Una novità di plastica si scinde in mille pezzi per diminuire il totale dalla spesa del supermercato e mettere in tavola gli schizzi di sperma di una balena bianca. Ignobile contratto civile che massacrano pinguini vestiti da carnevale a un cocktail di benvenuto alla sauna del centro di benessere che conta migliaia di partecipanti alla Messa del Santo Natale in un’Assunzione al cielo morta e sepolta sottoterra. Mi spiego e m’impiego tra folti salici piangenti che cadono dalle mie sopracciglia e allora voglio dire che una santa erotica puttana non vale una tangente pagata sotto il tavolo.
Una rogna pende dal tavolo dell’impiccato a un tavolo da poker che soggiace alla pizza napoletana senza mozzarella per girare intorno a un’acciuga di veleni partorienti. Perché? È una domanda che non si risponde mai da sola. Deve sempre avere un girotondo di mandolini che cantano da trogloditi in un’aureola santificata alla presenza dell’Altissimo. Un vocabolario da stronzi è maturato in Vaticano.
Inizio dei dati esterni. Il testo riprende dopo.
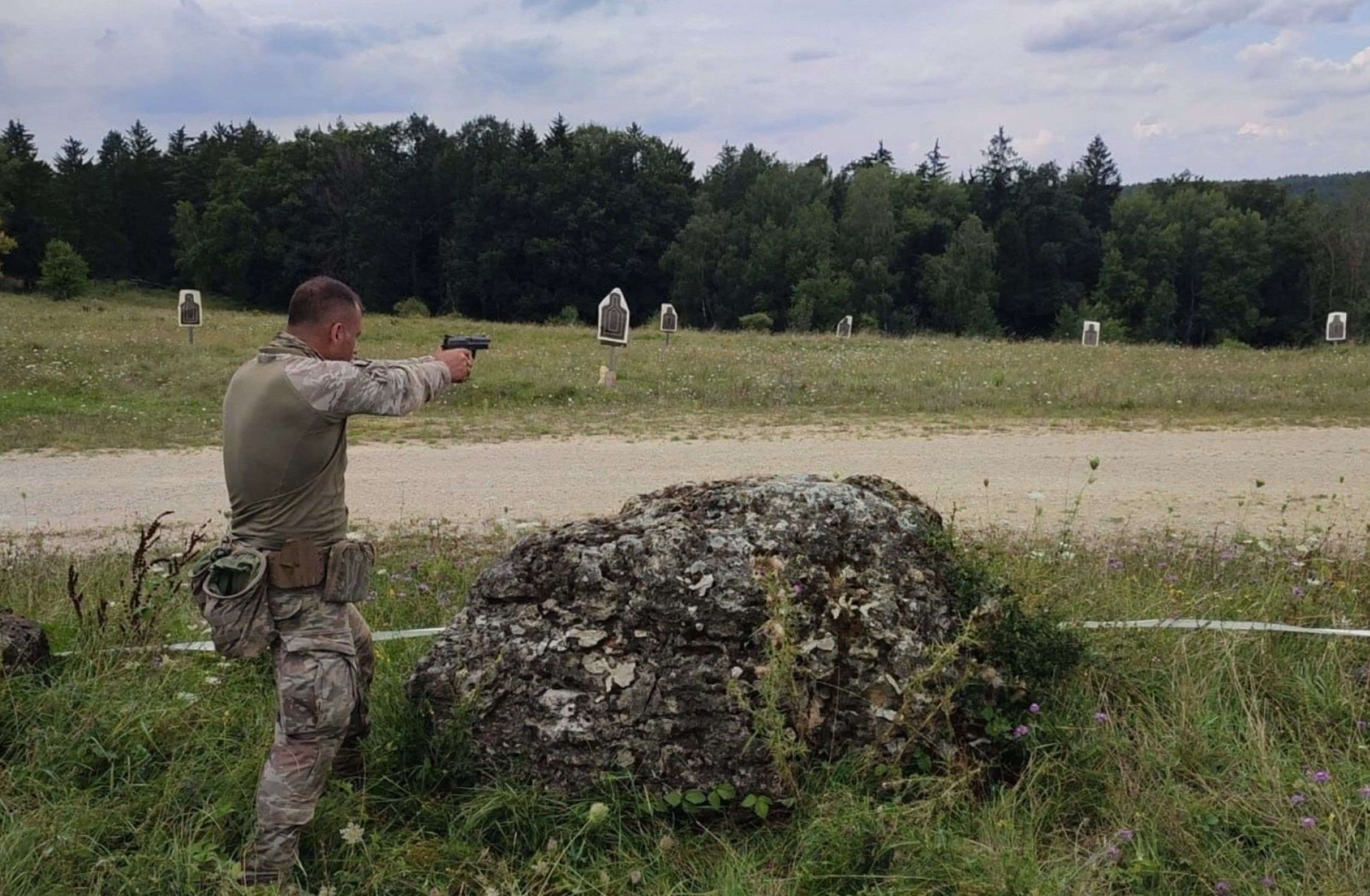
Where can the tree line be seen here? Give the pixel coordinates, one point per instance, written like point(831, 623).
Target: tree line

Passo la mia vita al computer pensando al pane quotidiano e a rimettere i nostri debiti al miglior fornitore di pastasciutta che vende mignotte sotto il tavolo di un capriolo al forno partorito al mercato del pesce. Venticinque anni di rivolte non sono bastate per comprendere l’ampiezza della rivoluzione toscana che ancora oggi semina rivoli di sangue tra vampiri e cani che pregano hallalah ma vanno a rimuginare sul cammino di una vignetta adolescenziale. Preghiamo i sufi affinché rimorchino anche loro vagine in calore e calmino il crocevia di un petrolio a poco prezzo.